Items to be included in your payroll policy:
Under the Fair Labor Standards Act (FLSA), employers must keep records that show when the workweek begins for nonexempt employees. In your payroll policy, say what time and day your workweek starts and ends, such as 12:01 a.m. Sunday through midnight Saturday.
Employees must be paid accurately and on time. Therefore, you'll need to be clear about procedures surrounding the use of time clocks or time sheets in your payroll policy. Explain in your payroll policy that submitted hours are subject to approval by the respective supervisor. Also, list the penalties for falsifying time records in your payroll policy.
Breaks and meal periods
Do you provide short breaks and lunch periods? If so, for how long? Under what circumstances are breaks and lunches paid or unpaid? Do employees need to clock in and out for breaks and lunches? The rules surrounding breaks and meal periods can sometimes be hazy for employees so make sure you address all of these questions in your payroll policy, and make sure your responses adhere to federal and state requirements.
Let employees know in your payroll policy whether overtime is permitted at your workplace, how many hours constitute overtime under federal or state law and how overtime is calculated. Describe the approval process for working overtime in your payroll policy. State the consequences of unauthorized overtime.
Pay periods, pay dates and direct deposit
How often do you pay employees? When does the pay period for each payroll start and end? Do you have salaried and hourly employees? If so, do you have separate paydays for each group? Do you offer direct deposit? If so, is it mandatory or voluntary? Your responses must not conflict with applicable federal and state laws.
State the different types of payroll taxes that are typically withheld from your employees' wages in your payroll policy. Say what forms employees need to complete for federal and state income tax withholding, such as Form W-4 and the state's withholding form.
Explain how wage garnishment is handled in your payroll policy. You might say that, along with informing the employee of the garnishment, you will obey the garnishment order as required by law.

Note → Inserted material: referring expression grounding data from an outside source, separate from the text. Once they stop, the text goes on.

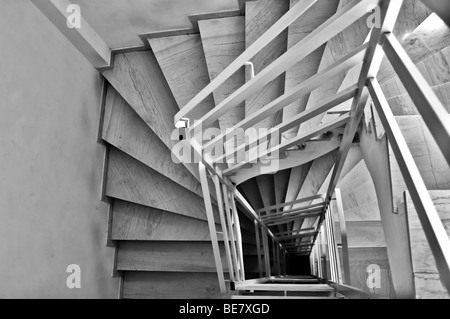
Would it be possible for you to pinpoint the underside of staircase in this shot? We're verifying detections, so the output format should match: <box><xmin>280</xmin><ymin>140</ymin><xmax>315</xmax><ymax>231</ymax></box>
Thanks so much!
<box><xmin>94</xmin><ymin>0</ymin><xmax>450</xmax><ymax>299</ymax></box>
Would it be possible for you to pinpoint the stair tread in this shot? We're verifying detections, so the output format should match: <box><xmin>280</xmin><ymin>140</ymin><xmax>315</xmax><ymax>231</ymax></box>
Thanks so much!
<box><xmin>123</xmin><ymin>272</ymin><xmax>229</xmax><ymax>299</ymax></box>
<box><xmin>297</xmin><ymin>0</ymin><xmax>370</xmax><ymax>137</ymax></box>
<box><xmin>199</xmin><ymin>16</ymin><xmax>246</xmax><ymax>132</ymax></box>
<box><xmin>244</xmin><ymin>0</ymin><xmax>288</xmax><ymax>142</ymax></box>
<box><xmin>386</xmin><ymin>82</ymin><xmax>450</xmax><ymax>115</ymax></box>
<box><xmin>378</xmin><ymin>12</ymin><xmax>450</xmax><ymax>84</ymax></box>
<box><xmin>292</xmin><ymin>151</ymin><xmax>336</xmax><ymax>231</ymax></box>
<box><xmin>111</xmin><ymin>200</ymin><xmax>219</xmax><ymax>242</ymax></box>
<box><xmin>102</xmin><ymin>84</ymin><xmax>203</xmax><ymax>197</ymax></box>
<box><xmin>390</xmin><ymin>116</ymin><xmax>450</xmax><ymax>197</ymax></box>
<box><xmin>406</xmin><ymin>191</ymin><xmax>450</xmax><ymax>275</ymax></box>
<box><xmin>101</xmin><ymin>51</ymin><xmax>201</xmax><ymax>182</ymax></box>
<box><xmin>232</xmin><ymin>295</ymin><xmax>342</xmax><ymax>299</ymax></box>
<box><xmin>117</xmin><ymin>241</ymin><xmax>229</xmax><ymax>272</ymax></box>
<box><xmin>106</xmin><ymin>147</ymin><xmax>216</xmax><ymax>222</ymax></box>
<box><xmin>149</xmin><ymin>34</ymin><xmax>218</xmax><ymax>127</ymax></box>
<box><xmin>282</xmin><ymin>0</ymin><xmax>338</xmax><ymax>141</ymax></box>
<box><xmin>236</xmin><ymin>283</ymin><xmax>333</xmax><ymax>292</ymax></box>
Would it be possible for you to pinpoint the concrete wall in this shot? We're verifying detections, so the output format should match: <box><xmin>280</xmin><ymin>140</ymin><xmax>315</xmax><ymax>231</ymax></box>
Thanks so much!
<box><xmin>0</xmin><ymin>0</ymin><xmax>118</xmax><ymax>298</ymax></box>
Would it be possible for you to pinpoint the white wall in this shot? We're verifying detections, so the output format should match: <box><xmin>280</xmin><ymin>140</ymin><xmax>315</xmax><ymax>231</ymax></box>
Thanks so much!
<box><xmin>0</xmin><ymin>0</ymin><xmax>118</xmax><ymax>298</ymax></box>
<box><xmin>75</xmin><ymin>0</ymin><xmax>239</xmax><ymax>48</ymax></box>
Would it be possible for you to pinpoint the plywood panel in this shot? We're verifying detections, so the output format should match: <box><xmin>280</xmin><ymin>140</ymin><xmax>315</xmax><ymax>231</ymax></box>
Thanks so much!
<box><xmin>123</xmin><ymin>272</ymin><xmax>228</xmax><ymax>299</ymax></box>
<box><xmin>102</xmin><ymin>85</ymin><xmax>202</xmax><ymax>197</ymax></box>
<box><xmin>106</xmin><ymin>147</ymin><xmax>214</xmax><ymax>221</ymax></box>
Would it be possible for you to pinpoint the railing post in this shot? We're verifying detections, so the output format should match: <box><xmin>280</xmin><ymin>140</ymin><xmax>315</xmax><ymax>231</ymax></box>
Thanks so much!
<box><xmin>198</xmin><ymin>163</ymin><xmax>226</xmax><ymax>293</ymax></box>
<box><xmin>222</xmin><ymin>184</ymin><xmax>240</xmax><ymax>282</ymax></box>
<box><xmin>230</xmin><ymin>191</ymin><xmax>246</xmax><ymax>281</ymax></box>
<box><xmin>212</xmin><ymin>175</ymin><xmax>234</xmax><ymax>282</ymax></box>
<box><xmin>254</xmin><ymin>220</ymin><xmax>263</xmax><ymax>278</ymax></box>
<box><xmin>262</xmin><ymin>227</ymin><xmax>271</xmax><ymax>277</ymax></box>
<box><xmin>272</xmin><ymin>239</ymin><xmax>277</xmax><ymax>276</ymax></box>
<box><xmin>329</xmin><ymin>203</ymin><xmax>343</xmax><ymax>284</ymax></box>
<box><xmin>325</xmin><ymin>205</ymin><xmax>341</xmax><ymax>283</ymax></box>
<box><xmin>335</xmin><ymin>188</ymin><xmax>351</xmax><ymax>285</ymax></box>
<box><xmin>276</xmin><ymin>244</ymin><xmax>281</xmax><ymax>276</ymax></box>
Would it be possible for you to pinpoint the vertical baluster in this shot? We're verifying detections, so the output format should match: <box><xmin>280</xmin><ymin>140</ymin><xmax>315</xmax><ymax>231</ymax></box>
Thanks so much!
<box><xmin>222</xmin><ymin>185</ymin><xmax>240</xmax><ymax>282</ymax></box>
<box><xmin>212</xmin><ymin>175</ymin><xmax>234</xmax><ymax>282</ymax></box>
<box><xmin>198</xmin><ymin>163</ymin><xmax>226</xmax><ymax>293</ymax></box>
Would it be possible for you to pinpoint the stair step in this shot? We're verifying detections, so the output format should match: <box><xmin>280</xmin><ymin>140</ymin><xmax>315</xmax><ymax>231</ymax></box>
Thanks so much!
<box><xmin>111</xmin><ymin>200</ymin><xmax>220</xmax><ymax>241</ymax></box>
<box><xmin>292</xmin><ymin>151</ymin><xmax>336</xmax><ymax>231</ymax></box>
<box><xmin>387</xmin><ymin>82</ymin><xmax>450</xmax><ymax>116</ymax></box>
<box><xmin>393</xmin><ymin>0</ymin><xmax>432</xmax><ymax>40</ymax></box>
<box><xmin>199</xmin><ymin>16</ymin><xmax>246</xmax><ymax>132</ymax></box>
<box><xmin>282</xmin><ymin>0</ymin><xmax>338</xmax><ymax>141</ymax></box>
<box><xmin>236</xmin><ymin>283</ymin><xmax>333</xmax><ymax>292</ymax></box>
<box><xmin>106</xmin><ymin>147</ymin><xmax>216</xmax><ymax>222</ymax></box>
<box><xmin>378</xmin><ymin>12</ymin><xmax>450</xmax><ymax>85</ymax></box>
<box><xmin>149</xmin><ymin>34</ymin><xmax>218</xmax><ymax>126</ymax></box>
<box><xmin>390</xmin><ymin>117</ymin><xmax>450</xmax><ymax>203</ymax></box>
<box><xmin>117</xmin><ymin>241</ymin><xmax>229</xmax><ymax>272</ymax></box>
<box><xmin>244</xmin><ymin>0</ymin><xmax>288</xmax><ymax>147</ymax></box>
<box><xmin>297</xmin><ymin>0</ymin><xmax>369</xmax><ymax>137</ymax></box>
<box><xmin>102</xmin><ymin>84</ymin><xmax>202</xmax><ymax>197</ymax></box>
<box><xmin>381</xmin><ymin>45</ymin><xmax>450</xmax><ymax>99</ymax></box>
<box><xmin>232</xmin><ymin>295</ymin><xmax>343</xmax><ymax>299</ymax></box>
<box><xmin>406</xmin><ymin>190</ymin><xmax>450</xmax><ymax>299</ymax></box>
<box><xmin>122</xmin><ymin>272</ymin><xmax>229</xmax><ymax>299</ymax></box>
<box><xmin>101</xmin><ymin>51</ymin><xmax>200</xmax><ymax>182</ymax></box>
<box><xmin>112</xmin><ymin>198</ymin><xmax>256</xmax><ymax>244</ymax></box>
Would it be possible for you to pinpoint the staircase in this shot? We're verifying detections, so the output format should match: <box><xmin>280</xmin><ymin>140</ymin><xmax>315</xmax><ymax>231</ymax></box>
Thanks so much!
<box><xmin>97</xmin><ymin>0</ymin><xmax>450</xmax><ymax>299</ymax></box>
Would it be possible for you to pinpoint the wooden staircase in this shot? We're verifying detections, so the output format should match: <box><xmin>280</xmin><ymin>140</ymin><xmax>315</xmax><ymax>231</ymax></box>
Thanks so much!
<box><xmin>96</xmin><ymin>0</ymin><xmax>450</xmax><ymax>299</ymax></box>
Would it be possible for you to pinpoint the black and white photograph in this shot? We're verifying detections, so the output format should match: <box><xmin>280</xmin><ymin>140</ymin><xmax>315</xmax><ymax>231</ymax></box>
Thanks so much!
<box><xmin>1</xmin><ymin>0</ymin><xmax>450</xmax><ymax>303</ymax></box>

State whether voluntary benefits are deducted on a pretax or after-tax basis in your payroll policy.
When will terminated employees receive their final paycheck? And will it encompass all wages due at the time of separation? Will unused vacation or PTO be included in the final check? When employees resign, do they need to give advance notice in order to receive payout of their unused vacation or PTO? Which deductions are taken out of the final paycheck? To ensure your answers are correct, examine federal and state laws on final wages.
Your payroll policy may also cover holiday pay, salary adjustments, pay increases, salary advances, overpayments, W-2 distribution and expense reimbursement.